6. Use Cases and Practical Considerations
CICIDS2017's broad utility is evidenced by diverse usage profiles:
- Generalization Testing: Models trained on newer or domain-specific datasets (e.g., CICIoT2023) are commonly validated on CICIDS2017 as an unseen test set to benchmark cross-domain generalization (Gueriani et al., 2024).
- Alert Prioritization: Integration with SOC overlays, where alerts are mapped to severity bands (CVSS graded) and pipelines such as Learning to Defer with Human Feedback (L2DHF) use reinforcement learning to maximize correct prioritization and minimize analyst workload (Jalalvand et al., 23 Jun 2025).
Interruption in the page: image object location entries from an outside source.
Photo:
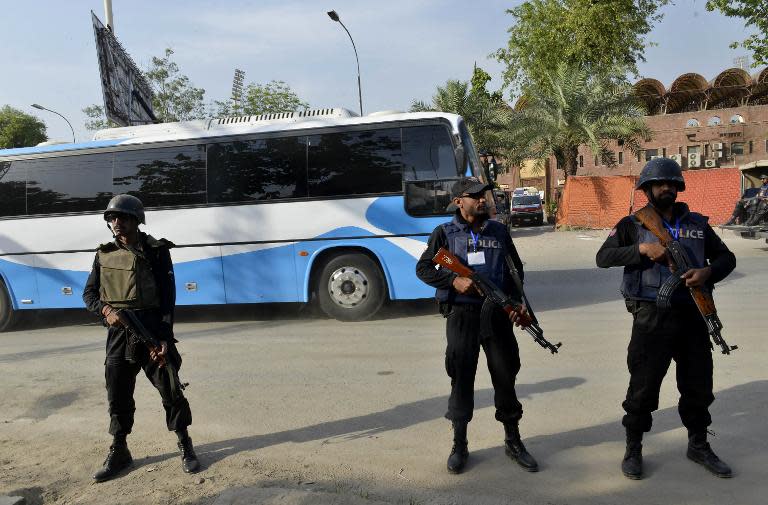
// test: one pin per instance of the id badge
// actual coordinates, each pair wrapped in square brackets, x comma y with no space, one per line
[476,258]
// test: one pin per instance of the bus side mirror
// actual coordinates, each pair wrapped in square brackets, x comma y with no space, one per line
[461,160]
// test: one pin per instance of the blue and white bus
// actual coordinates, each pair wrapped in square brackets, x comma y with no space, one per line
[291,207]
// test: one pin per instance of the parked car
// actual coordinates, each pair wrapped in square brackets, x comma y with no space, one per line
[526,209]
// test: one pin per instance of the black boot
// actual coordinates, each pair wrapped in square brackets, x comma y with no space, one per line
[189,462]
[700,452]
[515,449]
[118,459]
[459,453]
[632,464]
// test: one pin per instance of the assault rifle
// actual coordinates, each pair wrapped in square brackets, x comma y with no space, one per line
[133,325]
[487,289]
[681,263]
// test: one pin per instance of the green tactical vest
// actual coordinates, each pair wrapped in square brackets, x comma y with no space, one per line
[126,279]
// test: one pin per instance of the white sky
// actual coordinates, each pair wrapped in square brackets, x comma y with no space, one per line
[406,48]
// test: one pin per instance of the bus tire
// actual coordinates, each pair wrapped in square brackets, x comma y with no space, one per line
[350,287]
[8,316]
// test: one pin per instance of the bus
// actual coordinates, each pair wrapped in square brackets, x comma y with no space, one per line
[321,205]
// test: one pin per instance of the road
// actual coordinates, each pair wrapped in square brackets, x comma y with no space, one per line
[292,408]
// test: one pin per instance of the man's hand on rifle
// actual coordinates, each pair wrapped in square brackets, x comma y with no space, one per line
[159,355]
[464,285]
[110,314]
[696,277]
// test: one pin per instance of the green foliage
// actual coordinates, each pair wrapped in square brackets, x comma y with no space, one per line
[573,108]
[755,13]
[175,98]
[486,114]
[18,129]
[97,120]
[596,35]
[271,98]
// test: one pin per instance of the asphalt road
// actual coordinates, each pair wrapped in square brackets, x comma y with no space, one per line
[317,411]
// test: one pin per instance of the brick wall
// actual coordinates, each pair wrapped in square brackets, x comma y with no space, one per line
[599,202]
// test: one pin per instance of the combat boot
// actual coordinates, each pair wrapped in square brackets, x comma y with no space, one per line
[700,452]
[515,449]
[118,459]
[632,464]
[189,461]
[459,453]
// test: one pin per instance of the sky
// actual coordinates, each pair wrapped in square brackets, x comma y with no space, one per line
[406,48]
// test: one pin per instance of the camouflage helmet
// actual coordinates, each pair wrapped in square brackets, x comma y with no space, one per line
[125,204]
[661,169]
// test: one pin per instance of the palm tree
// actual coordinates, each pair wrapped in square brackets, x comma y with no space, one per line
[576,108]
[486,115]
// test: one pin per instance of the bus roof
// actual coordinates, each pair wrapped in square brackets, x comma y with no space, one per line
[211,128]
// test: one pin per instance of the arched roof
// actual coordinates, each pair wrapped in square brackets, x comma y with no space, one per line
[687,89]
[651,92]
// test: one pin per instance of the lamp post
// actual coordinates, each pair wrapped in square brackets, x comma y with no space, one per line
[334,16]
[38,106]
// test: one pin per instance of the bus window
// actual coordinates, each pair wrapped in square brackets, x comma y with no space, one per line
[257,169]
[13,179]
[69,183]
[356,162]
[427,153]
[162,177]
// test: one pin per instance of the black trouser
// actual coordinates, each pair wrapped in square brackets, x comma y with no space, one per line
[462,353]
[121,382]
[657,338]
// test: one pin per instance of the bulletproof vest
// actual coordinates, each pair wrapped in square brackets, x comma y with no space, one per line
[490,241]
[642,282]
[126,279]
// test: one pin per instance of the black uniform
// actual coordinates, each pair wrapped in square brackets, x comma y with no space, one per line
[125,357]
[659,336]
[463,328]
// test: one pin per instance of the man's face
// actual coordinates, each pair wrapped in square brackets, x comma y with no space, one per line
[664,193]
[473,205]
[123,225]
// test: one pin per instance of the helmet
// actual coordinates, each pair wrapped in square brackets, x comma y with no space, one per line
[661,169]
[126,204]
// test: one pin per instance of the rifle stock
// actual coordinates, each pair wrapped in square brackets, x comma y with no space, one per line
[682,263]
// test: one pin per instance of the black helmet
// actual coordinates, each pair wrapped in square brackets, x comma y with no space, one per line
[661,169]
[126,204]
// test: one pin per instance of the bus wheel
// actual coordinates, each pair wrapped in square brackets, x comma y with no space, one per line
[8,316]
[350,287]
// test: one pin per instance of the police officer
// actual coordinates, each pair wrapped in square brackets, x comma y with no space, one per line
[135,272]
[483,245]
[679,333]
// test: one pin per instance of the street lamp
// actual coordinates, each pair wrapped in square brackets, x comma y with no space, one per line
[38,106]
[334,16]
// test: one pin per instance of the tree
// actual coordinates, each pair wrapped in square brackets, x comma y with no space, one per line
[18,129]
[271,98]
[755,13]
[573,108]
[487,116]
[596,35]
[175,98]
[97,119]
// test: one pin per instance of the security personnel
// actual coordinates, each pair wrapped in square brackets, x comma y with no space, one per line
[483,245]
[135,272]
[679,333]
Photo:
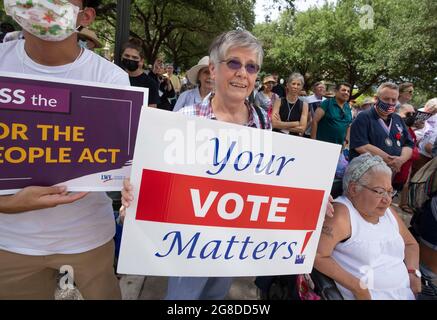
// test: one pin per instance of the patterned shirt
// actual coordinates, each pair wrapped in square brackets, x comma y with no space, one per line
[204,110]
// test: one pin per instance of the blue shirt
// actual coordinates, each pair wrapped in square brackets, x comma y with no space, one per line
[333,126]
[366,129]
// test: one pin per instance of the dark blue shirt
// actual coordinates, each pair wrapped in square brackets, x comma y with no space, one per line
[366,129]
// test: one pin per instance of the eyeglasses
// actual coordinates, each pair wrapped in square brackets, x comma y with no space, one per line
[234,64]
[381,193]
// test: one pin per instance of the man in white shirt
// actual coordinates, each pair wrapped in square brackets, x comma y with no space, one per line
[45,230]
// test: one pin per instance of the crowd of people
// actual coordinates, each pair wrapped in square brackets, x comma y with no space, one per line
[384,143]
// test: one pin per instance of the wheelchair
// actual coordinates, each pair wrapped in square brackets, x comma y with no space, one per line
[285,287]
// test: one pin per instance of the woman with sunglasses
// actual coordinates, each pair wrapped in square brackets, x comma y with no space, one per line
[366,248]
[235,59]
[290,114]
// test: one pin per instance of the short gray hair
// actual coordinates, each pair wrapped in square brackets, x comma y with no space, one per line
[235,39]
[296,76]
[389,85]
[362,167]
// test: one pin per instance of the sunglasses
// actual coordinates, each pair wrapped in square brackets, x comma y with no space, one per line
[234,64]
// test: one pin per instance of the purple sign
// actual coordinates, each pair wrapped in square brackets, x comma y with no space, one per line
[16,96]
[84,140]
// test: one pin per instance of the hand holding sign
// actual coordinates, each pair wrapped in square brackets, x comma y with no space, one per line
[35,198]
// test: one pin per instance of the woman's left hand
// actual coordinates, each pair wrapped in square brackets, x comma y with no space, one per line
[415,284]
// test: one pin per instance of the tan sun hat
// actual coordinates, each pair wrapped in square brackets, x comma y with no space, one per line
[90,35]
[192,74]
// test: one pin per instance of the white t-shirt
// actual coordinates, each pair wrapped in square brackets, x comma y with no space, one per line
[374,254]
[72,228]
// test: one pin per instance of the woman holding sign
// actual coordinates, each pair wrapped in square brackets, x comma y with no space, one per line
[366,248]
[235,60]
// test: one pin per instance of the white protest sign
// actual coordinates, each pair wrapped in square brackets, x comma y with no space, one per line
[217,199]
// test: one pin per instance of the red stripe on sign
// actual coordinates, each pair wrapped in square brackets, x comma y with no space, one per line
[183,199]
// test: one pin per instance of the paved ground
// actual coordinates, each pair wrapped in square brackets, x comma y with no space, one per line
[154,288]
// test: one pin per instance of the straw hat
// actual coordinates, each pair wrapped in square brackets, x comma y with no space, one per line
[90,35]
[193,73]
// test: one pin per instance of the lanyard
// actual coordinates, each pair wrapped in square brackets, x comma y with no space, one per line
[384,126]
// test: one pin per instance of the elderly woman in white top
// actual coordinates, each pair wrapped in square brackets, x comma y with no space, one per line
[200,75]
[365,247]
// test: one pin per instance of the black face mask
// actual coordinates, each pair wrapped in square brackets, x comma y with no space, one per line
[409,121]
[130,65]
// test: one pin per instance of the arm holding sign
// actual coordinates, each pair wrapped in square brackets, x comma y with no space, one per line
[334,231]
[35,198]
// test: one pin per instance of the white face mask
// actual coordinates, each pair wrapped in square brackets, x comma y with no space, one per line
[45,19]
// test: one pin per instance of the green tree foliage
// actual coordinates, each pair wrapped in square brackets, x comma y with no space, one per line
[182,29]
[361,42]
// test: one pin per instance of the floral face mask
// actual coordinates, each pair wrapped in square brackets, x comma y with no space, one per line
[50,20]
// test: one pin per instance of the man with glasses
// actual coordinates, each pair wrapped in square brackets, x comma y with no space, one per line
[382,132]
[332,119]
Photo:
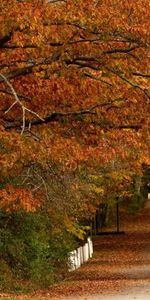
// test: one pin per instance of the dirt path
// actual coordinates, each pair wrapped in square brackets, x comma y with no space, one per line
[120,268]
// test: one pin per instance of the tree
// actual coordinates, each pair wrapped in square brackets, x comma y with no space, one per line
[74,82]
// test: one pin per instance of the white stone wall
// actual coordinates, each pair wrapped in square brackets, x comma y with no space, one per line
[81,255]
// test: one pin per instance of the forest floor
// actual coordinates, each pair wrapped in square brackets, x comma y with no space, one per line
[119,269]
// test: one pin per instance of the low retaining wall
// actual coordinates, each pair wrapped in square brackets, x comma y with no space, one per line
[81,255]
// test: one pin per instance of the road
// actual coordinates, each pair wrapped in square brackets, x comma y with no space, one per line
[119,269]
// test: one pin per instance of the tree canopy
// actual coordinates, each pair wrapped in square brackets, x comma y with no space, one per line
[74,88]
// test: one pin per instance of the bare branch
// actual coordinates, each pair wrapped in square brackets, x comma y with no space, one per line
[17,101]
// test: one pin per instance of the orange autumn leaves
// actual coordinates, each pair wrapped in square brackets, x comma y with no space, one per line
[83,67]
[12,198]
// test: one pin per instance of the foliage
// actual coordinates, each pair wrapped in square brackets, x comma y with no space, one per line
[31,251]
[74,103]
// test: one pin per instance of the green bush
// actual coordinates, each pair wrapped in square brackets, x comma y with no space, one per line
[31,251]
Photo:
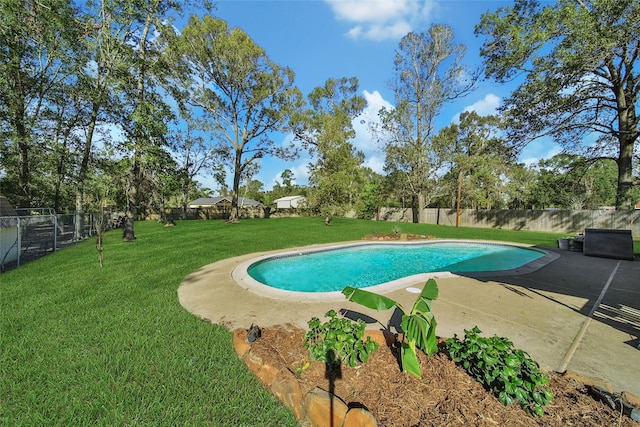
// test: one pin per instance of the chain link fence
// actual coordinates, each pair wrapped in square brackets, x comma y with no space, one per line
[34,233]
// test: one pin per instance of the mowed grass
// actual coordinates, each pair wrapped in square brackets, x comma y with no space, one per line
[84,345]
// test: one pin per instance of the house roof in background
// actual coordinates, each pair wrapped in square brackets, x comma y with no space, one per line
[212,201]
[285,198]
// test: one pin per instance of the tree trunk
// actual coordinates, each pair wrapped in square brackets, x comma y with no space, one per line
[422,204]
[625,173]
[234,216]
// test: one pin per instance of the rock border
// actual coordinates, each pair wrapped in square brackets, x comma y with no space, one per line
[320,408]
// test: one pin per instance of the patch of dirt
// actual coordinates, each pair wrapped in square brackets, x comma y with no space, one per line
[397,236]
[446,394]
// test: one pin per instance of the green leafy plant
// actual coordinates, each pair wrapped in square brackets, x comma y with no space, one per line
[418,325]
[338,340]
[508,372]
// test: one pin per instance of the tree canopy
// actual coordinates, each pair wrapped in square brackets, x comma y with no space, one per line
[245,95]
[579,60]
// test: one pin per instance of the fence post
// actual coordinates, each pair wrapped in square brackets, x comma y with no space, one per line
[19,248]
[55,233]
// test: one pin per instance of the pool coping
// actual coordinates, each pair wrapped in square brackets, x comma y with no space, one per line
[242,278]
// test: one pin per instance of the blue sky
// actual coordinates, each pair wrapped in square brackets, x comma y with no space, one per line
[320,39]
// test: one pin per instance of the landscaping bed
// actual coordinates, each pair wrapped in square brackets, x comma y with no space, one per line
[446,394]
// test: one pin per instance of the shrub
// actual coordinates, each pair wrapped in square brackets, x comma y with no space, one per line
[509,373]
[338,339]
[418,325]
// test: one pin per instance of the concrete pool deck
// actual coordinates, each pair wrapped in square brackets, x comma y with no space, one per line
[577,313]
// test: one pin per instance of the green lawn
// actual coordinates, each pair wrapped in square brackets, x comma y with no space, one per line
[82,345]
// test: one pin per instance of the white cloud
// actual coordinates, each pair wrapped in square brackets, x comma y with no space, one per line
[364,139]
[300,173]
[381,19]
[484,107]
[375,163]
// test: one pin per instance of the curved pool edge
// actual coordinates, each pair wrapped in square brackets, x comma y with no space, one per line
[242,278]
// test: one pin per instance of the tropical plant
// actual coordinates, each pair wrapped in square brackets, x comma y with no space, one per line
[338,340]
[418,325]
[509,373]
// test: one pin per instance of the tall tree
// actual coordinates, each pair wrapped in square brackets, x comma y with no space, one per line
[141,108]
[244,94]
[580,61]
[479,158]
[325,128]
[37,55]
[193,157]
[428,73]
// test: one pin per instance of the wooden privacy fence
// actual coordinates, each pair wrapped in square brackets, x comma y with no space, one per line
[560,221]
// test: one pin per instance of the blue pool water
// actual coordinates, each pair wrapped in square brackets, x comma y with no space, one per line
[369,265]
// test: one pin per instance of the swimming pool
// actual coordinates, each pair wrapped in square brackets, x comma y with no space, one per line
[367,265]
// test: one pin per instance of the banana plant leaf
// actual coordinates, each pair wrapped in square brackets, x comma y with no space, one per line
[369,299]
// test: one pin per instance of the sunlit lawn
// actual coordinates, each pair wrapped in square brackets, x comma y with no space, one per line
[84,345]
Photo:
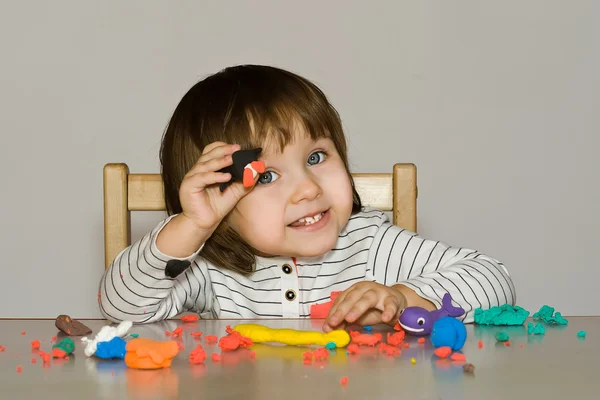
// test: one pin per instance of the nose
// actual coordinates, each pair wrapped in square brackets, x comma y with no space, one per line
[306,190]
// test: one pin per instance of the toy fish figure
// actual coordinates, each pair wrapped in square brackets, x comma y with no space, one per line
[245,167]
[418,321]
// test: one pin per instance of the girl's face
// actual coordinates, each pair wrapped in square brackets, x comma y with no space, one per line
[299,204]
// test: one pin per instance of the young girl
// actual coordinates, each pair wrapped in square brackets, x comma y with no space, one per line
[284,244]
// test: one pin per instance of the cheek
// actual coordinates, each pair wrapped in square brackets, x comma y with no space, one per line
[255,217]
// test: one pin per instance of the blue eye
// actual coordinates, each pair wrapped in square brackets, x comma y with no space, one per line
[317,157]
[267,177]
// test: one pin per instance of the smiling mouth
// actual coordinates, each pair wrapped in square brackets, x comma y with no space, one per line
[410,329]
[306,221]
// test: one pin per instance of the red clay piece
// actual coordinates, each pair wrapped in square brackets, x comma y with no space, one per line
[189,318]
[443,352]
[365,338]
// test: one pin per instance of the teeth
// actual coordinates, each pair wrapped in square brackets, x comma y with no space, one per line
[311,220]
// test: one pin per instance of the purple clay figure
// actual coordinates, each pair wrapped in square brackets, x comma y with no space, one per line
[417,321]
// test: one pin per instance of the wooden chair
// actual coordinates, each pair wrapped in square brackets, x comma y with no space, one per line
[125,192]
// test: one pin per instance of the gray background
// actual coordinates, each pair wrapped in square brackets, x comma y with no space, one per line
[495,102]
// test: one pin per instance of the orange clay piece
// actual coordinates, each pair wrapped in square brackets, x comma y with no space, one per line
[353,348]
[177,332]
[396,339]
[198,355]
[210,338]
[189,318]
[443,352]
[144,353]
[365,338]
[321,353]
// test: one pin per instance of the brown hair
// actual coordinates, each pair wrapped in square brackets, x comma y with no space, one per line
[250,105]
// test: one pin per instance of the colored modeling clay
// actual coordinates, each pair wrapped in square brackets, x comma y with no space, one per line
[448,331]
[443,352]
[418,321]
[233,340]
[260,334]
[71,327]
[365,338]
[63,348]
[468,368]
[396,339]
[144,353]
[114,348]
[503,315]
[535,329]
[107,333]
[245,167]
[321,311]
[546,314]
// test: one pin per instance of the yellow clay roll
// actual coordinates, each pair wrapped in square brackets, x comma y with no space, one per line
[261,334]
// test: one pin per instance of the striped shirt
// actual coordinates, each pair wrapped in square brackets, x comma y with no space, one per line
[369,248]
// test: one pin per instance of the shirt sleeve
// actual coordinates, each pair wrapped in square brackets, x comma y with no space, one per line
[432,268]
[136,288]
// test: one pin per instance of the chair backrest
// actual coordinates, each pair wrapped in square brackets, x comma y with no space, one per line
[125,192]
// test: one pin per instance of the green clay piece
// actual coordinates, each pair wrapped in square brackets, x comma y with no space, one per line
[546,314]
[503,315]
[67,345]
[535,329]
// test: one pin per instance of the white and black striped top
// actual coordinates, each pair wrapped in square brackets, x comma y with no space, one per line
[369,247]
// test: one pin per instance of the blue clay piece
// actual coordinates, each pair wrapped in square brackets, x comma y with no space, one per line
[115,348]
[448,331]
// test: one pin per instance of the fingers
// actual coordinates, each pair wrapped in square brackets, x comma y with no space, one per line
[390,309]
[362,303]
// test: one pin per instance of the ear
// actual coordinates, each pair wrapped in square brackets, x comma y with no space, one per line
[176,267]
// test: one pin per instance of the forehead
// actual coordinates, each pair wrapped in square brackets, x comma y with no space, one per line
[274,147]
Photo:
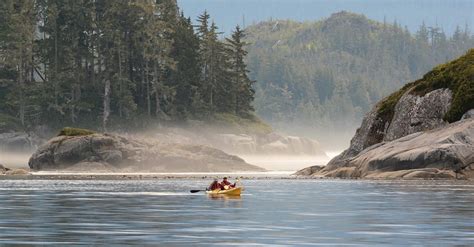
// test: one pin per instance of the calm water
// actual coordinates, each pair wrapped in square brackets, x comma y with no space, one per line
[271,212]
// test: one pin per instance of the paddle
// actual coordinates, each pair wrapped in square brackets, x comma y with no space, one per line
[196,191]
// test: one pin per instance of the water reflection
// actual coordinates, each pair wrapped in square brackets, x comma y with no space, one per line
[151,212]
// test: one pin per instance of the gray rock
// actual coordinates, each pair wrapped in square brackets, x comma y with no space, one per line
[308,171]
[468,114]
[415,113]
[113,152]
[447,150]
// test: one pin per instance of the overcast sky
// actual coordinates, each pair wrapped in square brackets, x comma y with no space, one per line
[228,13]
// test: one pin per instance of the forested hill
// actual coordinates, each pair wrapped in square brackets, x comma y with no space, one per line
[327,74]
[102,64]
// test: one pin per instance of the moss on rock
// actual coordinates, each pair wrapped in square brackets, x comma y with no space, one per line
[457,75]
[9,123]
[75,132]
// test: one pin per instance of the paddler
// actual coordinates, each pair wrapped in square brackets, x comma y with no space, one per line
[215,185]
[226,184]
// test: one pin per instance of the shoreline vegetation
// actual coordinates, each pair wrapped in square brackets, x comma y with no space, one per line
[210,176]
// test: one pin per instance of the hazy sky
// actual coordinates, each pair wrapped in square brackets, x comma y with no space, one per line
[228,13]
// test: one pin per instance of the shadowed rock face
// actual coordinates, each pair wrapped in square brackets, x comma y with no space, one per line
[105,152]
[446,152]
[415,143]
[412,114]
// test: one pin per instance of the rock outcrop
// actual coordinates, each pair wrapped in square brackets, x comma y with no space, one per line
[106,152]
[412,114]
[446,152]
[424,130]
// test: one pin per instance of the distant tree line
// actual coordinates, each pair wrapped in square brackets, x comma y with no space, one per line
[328,74]
[101,63]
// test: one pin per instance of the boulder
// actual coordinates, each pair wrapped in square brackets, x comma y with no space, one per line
[413,113]
[107,152]
[468,114]
[440,153]
[309,170]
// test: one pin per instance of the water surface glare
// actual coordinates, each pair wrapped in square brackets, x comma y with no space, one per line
[270,212]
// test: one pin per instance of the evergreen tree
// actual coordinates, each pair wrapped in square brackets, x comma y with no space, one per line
[243,92]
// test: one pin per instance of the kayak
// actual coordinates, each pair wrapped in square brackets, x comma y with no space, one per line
[230,192]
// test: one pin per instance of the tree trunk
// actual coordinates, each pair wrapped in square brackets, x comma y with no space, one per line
[148,98]
[21,84]
[120,84]
[157,94]
[106,112]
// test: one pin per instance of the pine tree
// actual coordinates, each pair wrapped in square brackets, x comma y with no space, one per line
[17,47]
[243,92]
[187,73]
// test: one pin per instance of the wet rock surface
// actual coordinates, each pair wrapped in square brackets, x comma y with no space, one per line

- Scenario-Driven and Streaming Evaluation: The scenario-based organization allows for precise emulation of attack campaigns, and the volume of flows enables simulated streaming/high-volume inference (Corsini et al., 2021, Jalalvand et al., 23 Jun 2025).
Pipeline recommendations include always removing problem flows (NaN/Infinity), normalizing features, employing stratified splits, and reporting both overall and per-class detection rates.
7. Strengths, Limitations, and Future Directions
- Strengths: CICIDS2017's annotated heterogeneity, feature richness, and temporal ground-truth for attacks underpin its dominance as a benchmark. High detection accuracies (often >98–99%) are consistently reproducible with both machine learning and deep learning models (Mutalib et al., 12 Nov 2025, Rababah et al., 2020, Ahmim et al., 2018, Corsini et al., 2021).
- Limitations: Severe class imbalance, nontrivial redundancy among features, and the absence of payload data constrain extremely rare attack detection and limit some forms of adversarial evaluation (Ahmim et al., 2018, Mutalib et al., 12 Nov 2025).
- Open Directions: Future work includes fine-tuning feature selection and normalization for CICIDS2017-specific patterns, extending binary detectors to multi-class frameworks, incorporation of attention/transformer architectures for long-term dependencies, and hardware-based real-time streaming evaluations (Gueriani et al., 2024, Ahmim et al., 2018).
A plausible implication is that hybrid or ensemble architectures—integrating static and sequential deep learning, interpretable ML, and human-in-the-loop mechanisms—will further advance the practical and theoretical value derived from CICIDS2017 as a central benchmark in network intrusion detection research.